Even with this in mind, there is no harm in making your day-to-day operations more environmentally-friendly. From farm recycling to optimising your farming services, here are some of our top tips:
3 ways to make your farming services more sustainable
1. Invest in renewable energy sources (if you can)
Swapping to renewable energy is one of the key ways to reduce your farm’s carbon footprint. Nearly 40% of farmers in the UK have now made the switch to alternative energy sources – with 70% of all of the UK’s solar power being hosted by farmers or growers. Two of the most-used renewable technologies on British farms are solar panels (for electricity) and biomass (for heat).
2. Find ways to cut your carbon
Agriculture has repeatedly proven itself as an incredibly innovative industry – and finding ways to offset your farm’s carbon footprint is no different. In fact, an increasing number of farmers – like the Cooke Family, from Devon – are choosing to transform some of their farmland into traditional wildflower meadows. Making a change like this could drastically reduce your farm’s carbon footprint, while also benefiting bees and the local ecology.
3. Utilise a farming machinery hire service
As we’ve said in the past, agricultural machinery hire is becoming an increasingly popular way for farmers and growers to bolster their existing farming services, without having to invest in new equipment. Here at AWSM Farming, we appreciate that our agricultural machinery hire service inevitably has an impact on the environment – but opting to hire equipment (as opposed to buying new) can reduce the demand for new machines, thus reducing the impact of intensive manufacturing.
The reality of farm recycling
The plastic problem is a global catastrophe, and every industry is under immense pressure to tackle the issue and cut back on the amount used.
Agriculture is no different – which is where farm recycling comes in.

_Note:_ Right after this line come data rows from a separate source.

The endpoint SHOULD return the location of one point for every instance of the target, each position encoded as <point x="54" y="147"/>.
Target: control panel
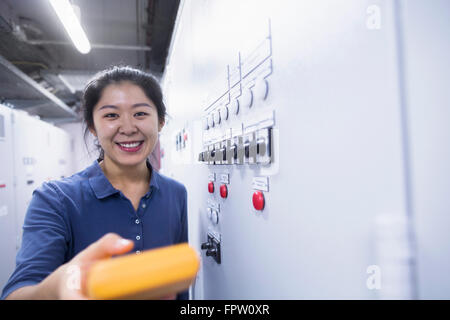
<point x="237" y="135"/>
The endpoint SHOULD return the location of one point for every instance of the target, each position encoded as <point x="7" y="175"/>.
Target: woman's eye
<point x="140" y="114"/>
<point x="111" y="115"/>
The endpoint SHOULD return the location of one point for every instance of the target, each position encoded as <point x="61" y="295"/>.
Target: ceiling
<point x="35" y="49"/>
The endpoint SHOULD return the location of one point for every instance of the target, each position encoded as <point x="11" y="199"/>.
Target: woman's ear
<point x="161" y="125"/>
<point x="92" y="130"/>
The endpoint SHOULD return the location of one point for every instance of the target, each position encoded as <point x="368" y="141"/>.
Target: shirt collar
<point x="103" y="188"/>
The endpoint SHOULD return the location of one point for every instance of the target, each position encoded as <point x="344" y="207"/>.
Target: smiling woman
<point x="69" y="222"/>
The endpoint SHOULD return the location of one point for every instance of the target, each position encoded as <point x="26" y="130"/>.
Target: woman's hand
<point x="69" y="280"/>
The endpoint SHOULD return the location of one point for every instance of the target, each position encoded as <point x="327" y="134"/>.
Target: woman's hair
<point x="115" y="75"/>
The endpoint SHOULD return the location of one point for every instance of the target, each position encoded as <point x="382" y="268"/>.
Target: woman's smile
<point x="131" y="146"/>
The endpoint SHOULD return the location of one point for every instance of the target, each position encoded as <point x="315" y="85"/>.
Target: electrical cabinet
<point x="299" y="168"/>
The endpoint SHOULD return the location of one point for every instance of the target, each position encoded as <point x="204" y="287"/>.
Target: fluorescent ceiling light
<point x="68" y="18"/>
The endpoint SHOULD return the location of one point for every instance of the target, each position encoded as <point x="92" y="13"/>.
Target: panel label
<point x="261" y="183"/>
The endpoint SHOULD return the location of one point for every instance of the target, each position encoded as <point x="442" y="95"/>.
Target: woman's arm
<point x="69" y="280"/>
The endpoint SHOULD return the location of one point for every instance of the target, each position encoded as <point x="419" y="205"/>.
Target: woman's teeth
<point x="130" y="145"/>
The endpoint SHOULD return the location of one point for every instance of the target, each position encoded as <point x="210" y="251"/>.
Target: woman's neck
<point x="123" y="176"/>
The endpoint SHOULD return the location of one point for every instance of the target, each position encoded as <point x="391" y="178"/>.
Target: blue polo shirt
<point x="66" y="216"/>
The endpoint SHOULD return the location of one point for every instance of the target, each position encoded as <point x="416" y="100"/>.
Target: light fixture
<point x="68" y="18"/>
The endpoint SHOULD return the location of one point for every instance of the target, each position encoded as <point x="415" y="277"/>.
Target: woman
<point x="73" y="222"/>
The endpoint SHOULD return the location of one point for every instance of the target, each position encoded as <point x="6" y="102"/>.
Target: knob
<point x="235" y="107"/>
<point x="206" y="245"/>
<point x="247" y="98"/>
<point x="224" y="113"/>
<point x="211" y="120"/>
<point x="211" y="187"/>
<point x="261" y="89"/>
<point x="214" y="217"/>
<point x="261" y="147"/>
<point x="234" y="150"/>
<point x="224" y="153"/>
<point x="217" y="117"/>
<point x="247" y="149"/>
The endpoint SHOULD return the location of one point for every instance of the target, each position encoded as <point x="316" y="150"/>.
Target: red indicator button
<point x="211" y="187"/>
<point x="223" y="191"/>
<point x="258" y="200"/>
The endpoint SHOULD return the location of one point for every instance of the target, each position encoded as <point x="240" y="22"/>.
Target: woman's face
<point x="126" y="124"/>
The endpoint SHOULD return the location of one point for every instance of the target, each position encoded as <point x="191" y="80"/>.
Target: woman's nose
<point x="127" y="125"/>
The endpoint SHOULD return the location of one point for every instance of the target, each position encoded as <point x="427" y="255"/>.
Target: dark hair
<point x="115" y="75"/>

Every day, farmers use large quantities of plastic, and many aren’t aware of the best practices to reduce or recycle what they use. When it comes to recycling your farm waste, it’s important to organise it by the type of plastic – as suggested here – and then organise delivering it to your local Environment Agency regulated collector site.
It’s also worth noting that hazardous waste (such as wormer tubes, udder wipes, and latex gloves) can also be recycled, but only if you have a Hazardous Waste Consignment Note.
There’s no denying that in this climate-conscious world, agriculture and farming need to evolve in line with changing attitudes in order to minimise the long-term environmental impact.
We all want to conserve our natural resources for as long as possible, and, if we don’t make the switch to alternative farming methods, this simply won’t happen. From conserving water to investing in agricultural machinery hire (as an alternative to buying brand-new equipment), there are several small changes that, once made, will have a positive impact on your land and farming services.